EarlyCSE does seem to common up in this situation. And, if I disable that, I get GVN commoning it up.

By "disable", do you mean modifying EarlyCSE to not touch convergent calls? What if you do that for GVN as well? GVN::ValueTable::lookupOrAddCall() seems to be the right place for that. Such spot fixes as a useful step in the right direction, to be preferred over repeating the asm hack. One already exists in GVNHoist. This may sound a bit whackamoley, but the "effort" that @nhaehnle was asking about is essentially a more organized way to audit all the places where convergent calls should be handled specially.

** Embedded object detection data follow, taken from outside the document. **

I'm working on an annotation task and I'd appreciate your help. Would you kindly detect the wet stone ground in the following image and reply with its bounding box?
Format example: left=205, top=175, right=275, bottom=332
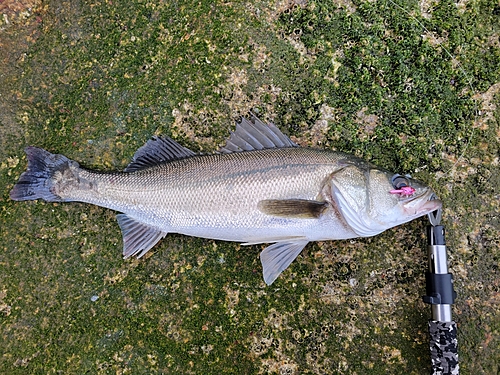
left=0, top=0, right=500, bottom=374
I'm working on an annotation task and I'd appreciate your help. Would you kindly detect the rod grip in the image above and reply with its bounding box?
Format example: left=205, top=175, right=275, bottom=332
left=429, top=320, right=459, bottom=375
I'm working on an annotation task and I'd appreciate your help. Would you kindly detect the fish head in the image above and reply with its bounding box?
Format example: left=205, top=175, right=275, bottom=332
left=330, top=161, right=442, bottom=237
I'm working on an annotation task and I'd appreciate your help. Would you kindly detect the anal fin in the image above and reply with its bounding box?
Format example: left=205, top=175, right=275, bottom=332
left=260, top=240, right=308, bottom=285
left=116, top=214, right=167, bottom=258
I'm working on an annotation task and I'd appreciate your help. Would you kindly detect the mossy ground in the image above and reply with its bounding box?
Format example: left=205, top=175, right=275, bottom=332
left=0, top=0, right=500, bottom=374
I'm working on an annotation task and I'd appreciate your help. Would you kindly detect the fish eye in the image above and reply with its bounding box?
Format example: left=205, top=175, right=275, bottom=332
left=392, top=174, right=410, bottom=189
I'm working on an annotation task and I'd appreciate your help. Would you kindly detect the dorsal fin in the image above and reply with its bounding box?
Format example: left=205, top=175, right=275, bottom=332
left=125, top=136, right=196, bottom=172
left=220, top=116, right=298, bottom=154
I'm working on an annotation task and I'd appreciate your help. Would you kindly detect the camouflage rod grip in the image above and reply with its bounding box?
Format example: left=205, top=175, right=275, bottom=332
left=429, top=320, right=459, bottom=375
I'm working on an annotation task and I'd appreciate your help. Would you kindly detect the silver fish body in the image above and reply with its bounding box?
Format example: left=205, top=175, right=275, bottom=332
left=11, top=118, right=441, bottom=284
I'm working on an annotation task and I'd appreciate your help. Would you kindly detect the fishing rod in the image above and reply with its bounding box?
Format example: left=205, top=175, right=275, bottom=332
left=422, top=204, right=459, bottom=375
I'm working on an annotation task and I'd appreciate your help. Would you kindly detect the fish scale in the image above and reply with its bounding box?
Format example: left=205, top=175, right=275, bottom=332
left=10, top=117, right=441, bottom=284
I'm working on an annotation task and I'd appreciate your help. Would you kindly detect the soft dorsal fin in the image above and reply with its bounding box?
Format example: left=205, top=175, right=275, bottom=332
left=220, top=116, right=298, bottom=154
left=125, top=136, right=196, bottom=172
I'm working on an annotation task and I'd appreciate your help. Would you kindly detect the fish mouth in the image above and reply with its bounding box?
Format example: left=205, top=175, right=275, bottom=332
left=403, top=188, right=443, bottom=217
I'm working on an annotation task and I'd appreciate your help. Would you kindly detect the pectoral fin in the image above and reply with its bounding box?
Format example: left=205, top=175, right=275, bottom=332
left=116, top=214, right=167, bottom=258
left=260, top=240, right=308, bottom=285
left=258, top=199, right=328, bottom=219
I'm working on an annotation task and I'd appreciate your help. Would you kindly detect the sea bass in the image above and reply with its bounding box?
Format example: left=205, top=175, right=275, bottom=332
left=10, top=117, right=441, bottom=285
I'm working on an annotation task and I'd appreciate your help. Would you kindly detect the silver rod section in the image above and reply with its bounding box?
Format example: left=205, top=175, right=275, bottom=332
left=427, top=245, right=452, bottom=322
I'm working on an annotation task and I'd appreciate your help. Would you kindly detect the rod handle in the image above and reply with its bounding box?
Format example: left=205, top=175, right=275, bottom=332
left=429, top=320, right=459, bottom=375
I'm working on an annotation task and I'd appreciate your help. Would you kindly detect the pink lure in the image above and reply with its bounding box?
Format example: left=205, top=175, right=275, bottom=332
left=389, top=186, right=415, bottom=197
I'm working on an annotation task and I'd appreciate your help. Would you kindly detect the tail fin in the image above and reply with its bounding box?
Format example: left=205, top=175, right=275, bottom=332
left=10, top=147, right=78, bottom=202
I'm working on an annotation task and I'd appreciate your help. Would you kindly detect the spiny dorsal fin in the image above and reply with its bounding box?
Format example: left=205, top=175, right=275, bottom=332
left=220, top=116, right=298, bottom=154
left=125, top=136, right=196, bottom=172
left=258, top=199, right=328, bottom=219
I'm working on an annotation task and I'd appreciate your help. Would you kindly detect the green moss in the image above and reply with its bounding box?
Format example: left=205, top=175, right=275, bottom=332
left=0, top=0, right=500, bottom=374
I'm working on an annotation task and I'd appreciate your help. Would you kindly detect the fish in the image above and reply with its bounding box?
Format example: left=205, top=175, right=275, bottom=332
left=10, top=116, right=442, bottom=285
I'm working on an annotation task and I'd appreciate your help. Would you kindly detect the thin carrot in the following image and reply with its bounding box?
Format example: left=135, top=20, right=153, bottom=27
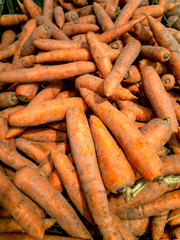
left=89, top=115, right=135, bottom=193
left=0, top=172, right=44, bottom=239
left=66, top=107, right=119, bottom=239
left=13, top=167, right=91, bottom=239
left=80, top=88, right=162, bottom=181
left=103, top=40, right=141, bottom=97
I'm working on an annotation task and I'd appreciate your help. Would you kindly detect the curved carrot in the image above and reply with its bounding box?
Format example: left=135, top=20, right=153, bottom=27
left=80, top=88, right=162, bottom=181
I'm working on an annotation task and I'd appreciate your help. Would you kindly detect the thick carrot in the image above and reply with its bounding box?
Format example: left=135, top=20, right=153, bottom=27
left=0, top=172, right=44, bottom=239
left=51, top=149, right=94, bottom=224
left=66, top=107, right=119, bottom=240
left=13, top=167, right=91, bottom=239
left=36, top=16, right=70, bottom=41
left=0, top=61, right=97, bottom=83
left=9, top=98, right=88, bottom=127
left=20, top=127, right=67, bottom=142
left=103, top=40, right=141, bottom=97
left=0, top=92, right=19, bottom=108
left=20, top=25, right=51, bottom=57
left=23, top=0, right=42, bottom=18
left=150, top=211, right=169, bottom=240
left=75, top=74, right=136, bottom=100
left=0, top=14, right=28, bottom=27
left=161, top=73, right=175, bottom=91
left=89, top=115, right=135, bottom=193
left=80, top=88, right=162, bottom=181
left=140, top=45, right=170, bottom=62
left=0, top=30, right=16, bottom=51
left=0, top=117, right=16, bottom=149
left=115, top=0, right=142, bottom=27
left=93, top=2, right=115, bottom=32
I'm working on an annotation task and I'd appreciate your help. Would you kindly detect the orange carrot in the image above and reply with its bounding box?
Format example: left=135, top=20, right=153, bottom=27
left=66, top=107, right=119, bottom=240
left=0, top=92, right=19, bottom=108
left=0, top=14, right=28, bottom=27
left=89, top=115, right=135, bottom=193
left=103, top=40, right=141, bottom=97
left=23, top=0, right=42, bottom=18
left=54, top=6, right=65, bottom=28
left=80, top=88, right=162, bottom=181
left=36, top=16, right=70, bottom=40
left=51, top=149, right=94, bottom=224
left=0, top=172, right=44, bottom=239
left=13, top=167, right=91, bottom=239
left=0, top=30, right=16, bottom=51
left=161, top=73, right=175, bottom=91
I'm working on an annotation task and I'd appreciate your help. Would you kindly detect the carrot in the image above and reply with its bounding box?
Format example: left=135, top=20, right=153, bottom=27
left=35, top=47, right=120, bottom=63
left=0, top=117, right=16, bottom=149
left=122, top=65, right=141, bottom=84
left=36, top=16, right=70, bottom=40
left=23, top=0, right=42, bottom=18
left=161, top=73, right=175, bottom=91
left=93, top=2, right=115, bottom=32
left=150, top=211, right=169, bottom=239
left=89, top=115, right=135, bottom=193
left=13, top=19, right=37, bottom=62
left=0, top=92, right=19, bottom=108
left=141, top=66, right=180, bottom=154
left=48, top=169, right=63, bottom=193
left=103, top=40, right=141, bottom=97
left=15, top=138, right=50, bottom=164
left=13, top=167, right=91, bottom=239
left=115, top=0, right=142, bottom=27
left=66, top=107, right=119, bottom=239
left=0, top=172, right=44, bottom=239
left=51, top=149, right=94, bottom=225
left=62, top=23, right=99, bottom=37
left=42, top=0, right=53, bottom=21
left=80, top=88, right=162, bottom=181
left=0, top=14, right=28, bottom=27
left=140, top=118, right=172, bottom=151
left=0, top=40, right=19, bottom=61
left=0, top=30, right=16, bottom=51
left=0, top=61, right=97, bottom=83
left=54, top=6, right=65, bottom=28
left=9, top=98, right=88, bottom=127
left=117, top=100, right=154, bottom=122
left=140, top=45, right=170, bottom=62
left=117, top=190, right=180, bottom=219
left=20, top=25, right=51, bottom=57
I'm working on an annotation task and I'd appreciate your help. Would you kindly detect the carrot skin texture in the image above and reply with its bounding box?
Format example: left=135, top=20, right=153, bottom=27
left=0, top=172, right=44, bottom=239
left=13, top=167, right=90, bottom=238
left=80, top=88, right=162, bottom=181
left=104, top=40, right=141, bottom=97
left=66, top=107, right=119, bottom=239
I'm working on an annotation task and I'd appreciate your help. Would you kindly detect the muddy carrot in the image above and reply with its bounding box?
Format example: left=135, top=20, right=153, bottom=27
left=0, top=30, right=16, bottom=51
left=0, top=172, right=44, bottom=239
left=80, top=88, right=162, bottom=181
left=23, top=0, right=42, bottom=18
left=89, top=115, right=135, bottom=193
left=66, top=107, right=119, bottom=239
left=13, top=167, right=91, bottom=239
left=103, top=40, right=141, bottom=97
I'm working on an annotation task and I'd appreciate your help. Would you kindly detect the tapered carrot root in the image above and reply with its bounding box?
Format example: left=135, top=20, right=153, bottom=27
left=52, top=149, right=94, bottom=224
left=104, top=40, right=141, bottom=97
left=0, top=172, right=44, bottom=239
left=13, top=167, right=91, bottom=238
left=66, top=107, right=119, bottom=239
left=80, top=88, right=162, bottom=180
left=0, top=14, right=28, bottom=27
left=89, top=115, right=135, bottom=193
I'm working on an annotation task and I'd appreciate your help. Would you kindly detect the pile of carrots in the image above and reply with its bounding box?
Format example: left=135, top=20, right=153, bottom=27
left=0, top=0, right=180, bottom=240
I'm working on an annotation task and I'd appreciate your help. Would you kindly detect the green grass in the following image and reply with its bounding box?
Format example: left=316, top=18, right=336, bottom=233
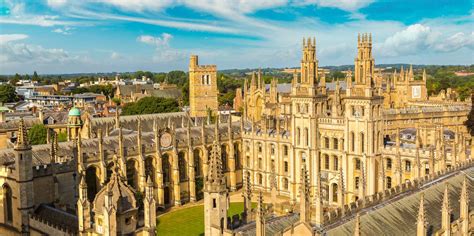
left=156, top=202, right=255, bottom=235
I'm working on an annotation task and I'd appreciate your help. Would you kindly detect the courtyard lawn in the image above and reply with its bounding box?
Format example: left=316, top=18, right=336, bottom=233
left=156, top=202, right=250, bottom=236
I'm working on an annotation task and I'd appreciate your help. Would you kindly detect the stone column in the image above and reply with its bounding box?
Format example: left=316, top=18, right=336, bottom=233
left=188, top=146, right=195, bottom=202
left=173, top=150, right=181, bottom=206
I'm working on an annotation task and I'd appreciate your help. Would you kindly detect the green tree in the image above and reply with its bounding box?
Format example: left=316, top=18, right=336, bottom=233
left=122, top=97, right=179, bottom=115
left=28, top=124, right=48, bottom=145
left=0, top=84, right=20, bottom=103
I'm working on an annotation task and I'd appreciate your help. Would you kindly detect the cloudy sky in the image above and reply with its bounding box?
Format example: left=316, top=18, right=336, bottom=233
left=0, top=0, right=474, bottom=74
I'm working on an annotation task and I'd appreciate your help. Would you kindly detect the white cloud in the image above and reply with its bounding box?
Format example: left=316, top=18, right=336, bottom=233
left=434, top=32, right=474, bottom=52
left=51, top=26, right=72, bottom=35
left=137, top=33, right=187, bottom=63
left=0, top=34, right=28, bottom=45
left=47, top=0, right=67, bottom=8
left=110, top=52, right=122, bottom=60
left=376, top=24, right=474, bottom=57
left=137, top=33, right=173, bottom=47
left=295, top=0, right=374, bottom=11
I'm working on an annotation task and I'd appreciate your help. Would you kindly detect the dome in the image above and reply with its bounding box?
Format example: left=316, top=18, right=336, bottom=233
left=69, top=107, right=81, bottom=116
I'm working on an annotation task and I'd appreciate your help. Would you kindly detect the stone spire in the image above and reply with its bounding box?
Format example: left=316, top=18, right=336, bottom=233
left=337, top=165, right=346, bottom=210
left=459, top=175, right=469, bottom=235
left=14, top=118, right=31, bottom=150
left=255, top=190, right=265, bottom=236
left=416, top=193, right=426, bottom=236
left=300, top=164, right=311, bottom=223
left=143, top=176, right=156, bottom=236
left=205, top=140, right=226, bottom=192
left=441, top=183, right=451, bottom=235
left=354, top=213, right=362, bottom=236
left=242, top=171, right=252, bottom=218
left=314, top=173, right=324, bottom=225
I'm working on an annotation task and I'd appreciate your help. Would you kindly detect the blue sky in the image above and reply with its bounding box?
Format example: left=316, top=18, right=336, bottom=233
left=0, top=0, right=474, bottom=74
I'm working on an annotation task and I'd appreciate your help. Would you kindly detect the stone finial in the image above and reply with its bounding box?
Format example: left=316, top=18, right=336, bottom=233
left=441, top=183, right=451, bottom=232
left=354, top=213, right=362, bottom=236
left=15, top=117, right=31, bottom=150
left=205, top=140, right=226, bottom=192
left=416, top=193, right=427, bottom=236
left=300, top=164, right=311, bottom=223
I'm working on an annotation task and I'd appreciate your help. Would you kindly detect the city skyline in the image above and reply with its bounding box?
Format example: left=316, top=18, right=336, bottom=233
left=0, top=0, right=474, bottom=74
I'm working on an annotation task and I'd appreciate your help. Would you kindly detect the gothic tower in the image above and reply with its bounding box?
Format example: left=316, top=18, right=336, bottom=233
left=13, top=118, right=34, bottom=235
left=204, top=140, right=229, bottom=236
left=189, top=55, right=218, bottom=117
left=342, top=34, right=383, bottom=200
left=290, top=38, right=327, bottom=201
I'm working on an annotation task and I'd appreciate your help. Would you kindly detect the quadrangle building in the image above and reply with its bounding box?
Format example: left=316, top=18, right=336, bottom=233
left=0, top=34, right=474, bottom=235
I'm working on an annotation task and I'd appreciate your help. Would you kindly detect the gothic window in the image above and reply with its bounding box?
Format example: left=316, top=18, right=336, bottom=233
left=296, top=128, right=301, bottom=145
left=324, top=155, right=329, bottom=170
left=234, top=143, right=242, bottom=170
left=283, top=145, right=288, bottom=156
left=387, top=158, right=392, bottom=170
left=304, top=128, right=309, bottom=146
left=145, top=157, right=155, bottom=182
left=161, top=154, right=171, bottom=183
left=405, top=161, right=411, bottom=172
left=193, top=149, right=201, bottom=176
left=221, top=145, right=227, bottom=171
left=3, top=184, right=13, bottom=223
left=283, top=178, right=288, bottom=190
left=387, top=177, right=392, bottom=188
left=355, top=158, right=360, bottom=170
left=332, top=184, right=337, bottom=202
left=349, top=132, right=355, bottom=151
left=178, top=152, right=187, bottom=182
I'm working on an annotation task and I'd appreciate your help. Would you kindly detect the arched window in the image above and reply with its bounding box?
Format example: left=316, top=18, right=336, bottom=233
left=283, top=145, right=288, bottom=156
left=355, top=158, right=360, bottom=170
left=332, top=184, right=337, bottom=202
left=324, top=137, right=329, bottom=149
left=304, top=128, right=309, bottom=146
left=178, top=152, right=188, bottom=182
left=234, top=143, right=242, bottom=170
left=405, top=160, right=411, bottom=172
left=324, top=155, right=329, bottom=170
left=283, top=178, right=288, bottom=190
left=193, top=149, right=202, bottom=176
left=221, top=145, right=227, bottom=171
left=145, top=156, right=155, bottom=182
left=296, top=128, right=301, bottom=145
left=349, top=132, right=355, bottom=151
left=161, top=154, right=171, bottom=183
left=2, top=184, right=13, bottom=223
left=387, top=177, right=392, bottom=188
left=387, top=158, right=392, bottom=170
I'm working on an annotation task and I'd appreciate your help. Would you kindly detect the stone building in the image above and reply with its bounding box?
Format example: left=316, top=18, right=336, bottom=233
left=0, top=34, right=474, bottom=235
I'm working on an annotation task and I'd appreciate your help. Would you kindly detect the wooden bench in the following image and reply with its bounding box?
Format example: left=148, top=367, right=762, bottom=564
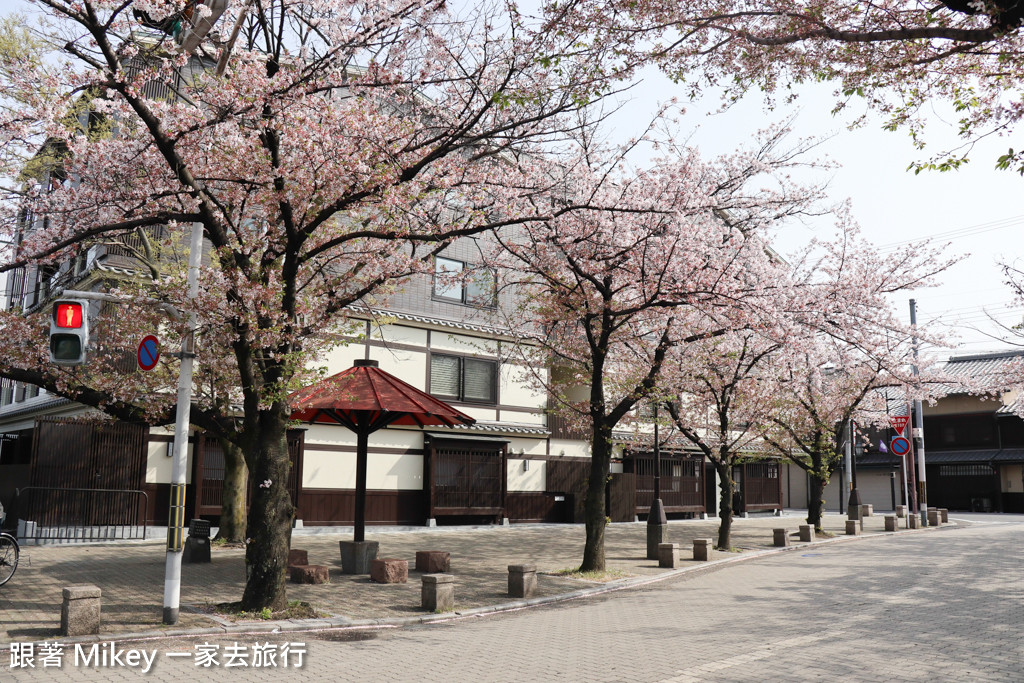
left=416, top=550, right=452, bottom=573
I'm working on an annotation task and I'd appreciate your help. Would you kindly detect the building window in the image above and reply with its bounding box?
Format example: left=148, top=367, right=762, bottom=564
left=430, top=354, right=498, bottom=403
left=434, top=256, right=498, bottom=308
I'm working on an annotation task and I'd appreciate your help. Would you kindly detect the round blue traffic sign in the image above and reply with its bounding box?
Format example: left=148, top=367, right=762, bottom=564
left=889, top=436, right=910, bottom=456
left=136, top=335, right=160, bottom=370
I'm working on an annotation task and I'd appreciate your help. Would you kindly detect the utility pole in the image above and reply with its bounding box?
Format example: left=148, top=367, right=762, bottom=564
left=910, top=299, right=928, bottom=526
left=845, top=420, right=863, bottom=522
left=647, top=400, right=669, bottom=560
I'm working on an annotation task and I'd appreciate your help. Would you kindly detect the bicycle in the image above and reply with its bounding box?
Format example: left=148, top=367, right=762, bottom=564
left=0, top=506, right=20, bottom=586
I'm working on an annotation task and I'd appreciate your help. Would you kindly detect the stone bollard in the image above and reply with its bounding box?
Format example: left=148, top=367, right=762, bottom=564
left=60, top=585, right=101, bottom=636
left=420, top=573, right=455, bottom=612
left=509, top=564, right=537, bottom=598
left=338, top=541, right=381, bottom=573
left=657, top=543, right=679, bottom=569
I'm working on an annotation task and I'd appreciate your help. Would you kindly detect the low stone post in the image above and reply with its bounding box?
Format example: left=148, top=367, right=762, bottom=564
left=60, top=585, right=101, bottom=636
left=420, top=573, right=455, bottom=612
left=338, top=541, right=381, bottom=574
left=657, top=543, right=679, bottom=569
left=509, top=564, right=537, bottom=598
left=693, top=539, right=715, bottom=562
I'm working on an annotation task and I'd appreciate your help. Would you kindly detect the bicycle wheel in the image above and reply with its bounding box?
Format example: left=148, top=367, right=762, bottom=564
left=0, top=533, right=18, bottom=586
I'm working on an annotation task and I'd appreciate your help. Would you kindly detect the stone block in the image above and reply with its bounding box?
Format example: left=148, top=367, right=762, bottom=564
left=338, top=541, right=381, bottom=574
left=60, top=585, right=102, bottom=636
left=288, top=548, right=309, bottom=567
left=509, top=564, right=537, bottom=598
left=370, top=557, right=409, bottom=584
left=288, top=564, right=331, bottom=584
left=416, top=550, right=452, bottom=573
left=657, top=543, right=679, bottom=569
left=420, top=573, right=455, bottom=612
left=693, top=539, right=715, bottom=562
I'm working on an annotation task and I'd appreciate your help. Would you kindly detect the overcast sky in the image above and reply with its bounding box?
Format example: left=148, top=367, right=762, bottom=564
left=8, top=0, right=1024, bottom=355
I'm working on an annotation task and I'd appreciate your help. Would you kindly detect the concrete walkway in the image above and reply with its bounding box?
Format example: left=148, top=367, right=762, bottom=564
left=0, top=511, right=966, bottom=649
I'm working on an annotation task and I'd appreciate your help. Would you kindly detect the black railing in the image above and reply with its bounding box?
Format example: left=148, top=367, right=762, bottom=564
left=7, top=486, right=150, bottom=543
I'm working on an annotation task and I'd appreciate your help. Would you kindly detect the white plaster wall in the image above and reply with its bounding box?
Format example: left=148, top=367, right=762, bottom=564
left=509, top=438, right=548, bottom=458
left=370, top=346, right=427, bottom=391
left=1000, top=465, right=1024, bottom=494
left=551, top=438, right=590, bottom=458
left=145, top=430, right=193, bottom=483
left=506, top=458, right=548, bottom=493
left=502, top=409, right=548, bottom=427
left=302, top=446, right=423, bottom=490
left=321, top=343, right=367, bottom=376
left=501, top=364, right=547, bottom=409
left=430, top=330, right=498, bottom=355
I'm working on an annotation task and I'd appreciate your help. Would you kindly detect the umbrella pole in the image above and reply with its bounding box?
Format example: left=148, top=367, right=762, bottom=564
left=354, top=429, right=370, bottom=543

That project has not gained sufficient motivation yet to commit to.

In D54516#1301072, @tpr wrote:

EarlyCSE does seem to common up in this situation. And, if I disable that, I get GVN commoning it up.

By "disable", do you mean modifying EarlyCSE to not touch convergent calls? What if you do that for GVN as well? GVN::ValueTable::lookupOrAddCall() seems to be the right place for that. Such spot fixes as a useful step in the right direction, to be preferred over repeating the asm hack. One already exists in GVNHoist. This may sound a bit whackamoley, but the "effort" that @nhaehnle was asking about is essentially a more organized way to audit all the places where convergent calls should be handled specially. That project has not gained sufficient motivation yet to commit to.

What I mean isn't just about an audit of convergent. It's about redefining what convergent means. Currently, convergent only means "adding control-dependencies is forbidden". This means that what EarlyCSE and GVN are doing is correct.

Instead, we really want convergent to mean "both adding and removing control-dependencies is forbidden". Step one is to change the definition in the LangRef. Step two is the audit of making sure the code actually complies with the new definition.

tpr abandoned this revision.Nov 16 2018, 10:05 AM

For a quick fix for my specific problem, I have gone for the frontend hack, so I am abandoning this review.